In 1994 it was predicted that South Africa would need 235 000 managers by 2000 – but that was at a growth rate of one to two percent, with the present economic growth of four to six percent the economy has failed to grow good managers fast enough.
It’s a global challenge so serious it is an issue in France’s May elections. It has seen the rapid development of training organisations worldwide with international headhunters hard at work.
Nic Gildenhuys of top training organisation, AstroTech says that in South Africa, “Rapid economic growth coupled with a serious loss of skills has seen many people appointed to management positions who lack sufficient understanding of business. It’s a major cost to the economy, in some sectors the salary bill is 80% of the budget with only 20% for operating costs.” He says poor management skills often see desperate organisations top heavy with management, as they appoint managers or contractors to help under-performing managers.
“Some understand management technologies, but technology is just a tool, you have to understand the business. For example, when we teach balanced score cards, participants start with strategy and break it down to objectives, they need to understand cause and effect, and how to increase turnover.
“Let’s take something simple: if I want to make more money I have to give my employer better service, to improve my work I have to study more.” Gildenhuys who has been a business coach for 15 years says increasingly he sees managers battling to cope, or insecure managers sabotaging those who improve their skills.
Gildenhuys recommends that executives “who see that managers cannot cope should have a proper performance management system in place and based on their performance make them aware that they can’t do the work and must take action to improve performance or redeploy them.
“Inept managers create problems, because they are fearful and don’t know what they are doing and so their management style becomes autocratic. They say, ‘do it my way because I am the boss’. The staff they send on courses go back and say the lecturer said we should do this and the insecure manager interprets this as: ‘now this person thinks he or she knows more than I do,’ and so they resist the new skills the course attendee comes back with. They also won’t appoint people they fear may have better skills than them, which ensures that inefficiency is ingrained into the economy.”
Some of the stresses on managers and skills loss is echoed in other countries of the world.

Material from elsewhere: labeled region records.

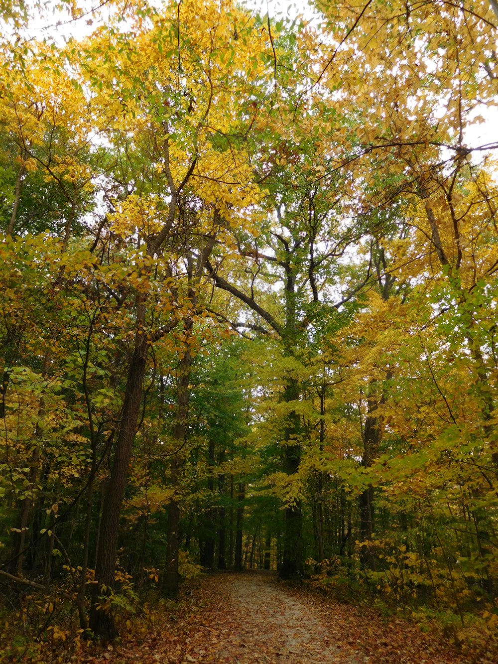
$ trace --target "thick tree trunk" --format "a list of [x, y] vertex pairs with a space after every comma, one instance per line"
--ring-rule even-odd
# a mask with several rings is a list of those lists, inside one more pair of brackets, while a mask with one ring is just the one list
[[121, 426], [100, 521], [90, 627], [98, 636], [111, 640], [118, 635], [110, 598], [114, 586], [120, 515], [136, 434], [147, 351], [147, 337], [139, 329], [128, 371]]

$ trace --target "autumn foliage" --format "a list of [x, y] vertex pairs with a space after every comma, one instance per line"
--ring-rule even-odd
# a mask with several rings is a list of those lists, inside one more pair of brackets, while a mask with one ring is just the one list
[[2, 5], [9, 657], [248, 568], [495, 647], [494, 7]]

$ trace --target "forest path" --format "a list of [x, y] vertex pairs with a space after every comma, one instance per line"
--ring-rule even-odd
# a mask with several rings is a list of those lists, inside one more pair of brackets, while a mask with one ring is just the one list
[[[369, 661], [349, 648], [345, 650], [319, 610], [286, 592], [274, 576], [248, 573], [227, 580], [229, 610], [234, 620], [226, 635], [228, 647], [219, 653], [222, 661], [240, 664]], [[224, 655], [229, 659], [224, 659]]]
[[[185, 590], [141, 634], [78, 662], [113, 664], [475, 664], [430, 631], [334, 602], [271, 572], [220, 574]], [[88, 653], [90, 655], [90, 653]], [[73, 661], [74, 658], [73, 658]]]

In France as an example, 2,2m citizens work abroad. The loss of these skilled French citizens is having a negative impact on France’s economy and is a key issue in upcoming elections. Those skilled workers and professionals who leave France, echo complaints often heard in South Africa, Time magazine reported: “the description these new émigrés give of the France they are leaving behind: a country where it’s difficult and sometimes miserable to be ambitious, where landing a stimulating job often depends on connections rather than talent, where bureaucracy is daunting and discrimination sometimes overt.”

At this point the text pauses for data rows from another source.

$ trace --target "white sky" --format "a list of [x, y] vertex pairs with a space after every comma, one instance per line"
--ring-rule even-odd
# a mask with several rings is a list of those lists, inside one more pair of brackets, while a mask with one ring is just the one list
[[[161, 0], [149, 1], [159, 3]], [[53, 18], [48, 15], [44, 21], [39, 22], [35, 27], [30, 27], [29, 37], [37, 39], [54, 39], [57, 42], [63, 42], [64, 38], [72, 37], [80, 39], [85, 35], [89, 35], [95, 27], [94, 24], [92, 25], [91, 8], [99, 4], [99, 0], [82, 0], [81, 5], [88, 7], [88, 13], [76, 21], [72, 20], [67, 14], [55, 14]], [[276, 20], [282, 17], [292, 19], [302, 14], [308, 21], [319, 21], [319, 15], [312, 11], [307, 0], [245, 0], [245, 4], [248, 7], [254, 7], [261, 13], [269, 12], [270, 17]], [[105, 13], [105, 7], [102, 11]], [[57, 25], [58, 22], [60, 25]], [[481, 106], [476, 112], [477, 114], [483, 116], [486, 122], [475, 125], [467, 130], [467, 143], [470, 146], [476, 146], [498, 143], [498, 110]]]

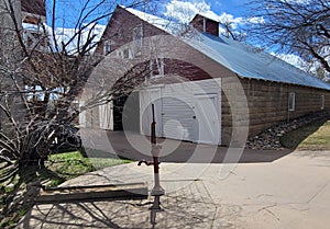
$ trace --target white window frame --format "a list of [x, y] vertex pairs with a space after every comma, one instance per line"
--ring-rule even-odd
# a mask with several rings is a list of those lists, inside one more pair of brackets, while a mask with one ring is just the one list
[[111, 45], [113, 45], [113, 42], [111, 39], [107, 39], [105, 42], [105, 45], [103, 45], [103, 54], [105, 55], [108, 55], [111, 51]]
[[296, 110], [296, 93], [290, 92], [288, 95], [288, 111], [294, 112]]
[[143, 26], [142, 24], [133, 28], [134, 56], [140, 56], [142, 50]]
[[326, 98], [324, 94], [321, 94], [321, 110], [324, 110]]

The dearth of effective managers in South Africa is also seeing key professionals forced into management, depleting an already stressed skills base. “A lot of technical people, like engineers are being forced into management which is not their passion,” Gildenhuys notes. So many are being moved into management that AstroTech CEO Liza van Wyk introduced a course this year, Technical Person to Manager, to help such managers adjust to their new role.
Gildenhuys says the challenges are seen across the economy, “the lack of service delivery in some sectors is due to basic things like too little experience in project management, and a lack of a basic understanding of return on investments.”
He says AstroTech helps managers and executives cope through in-depth training and hands on work. “Nowdays too, course attendees want trainers who can speak from experience and bring real-life examples to the table.”
Business and the public sector are working hard to meet these challenges. AstroTech trebled its staff complement over the last year to cope with the demand for courses and this year added more than a dozen new courses to its swelling list. Gildenhuys says, “I have just trained the Business Analysis course and it was so oversubscribed we have people queuing for the next course. Project management is another top course. We find people keen to learn.” Every challenge is an opportunity waiting to be born.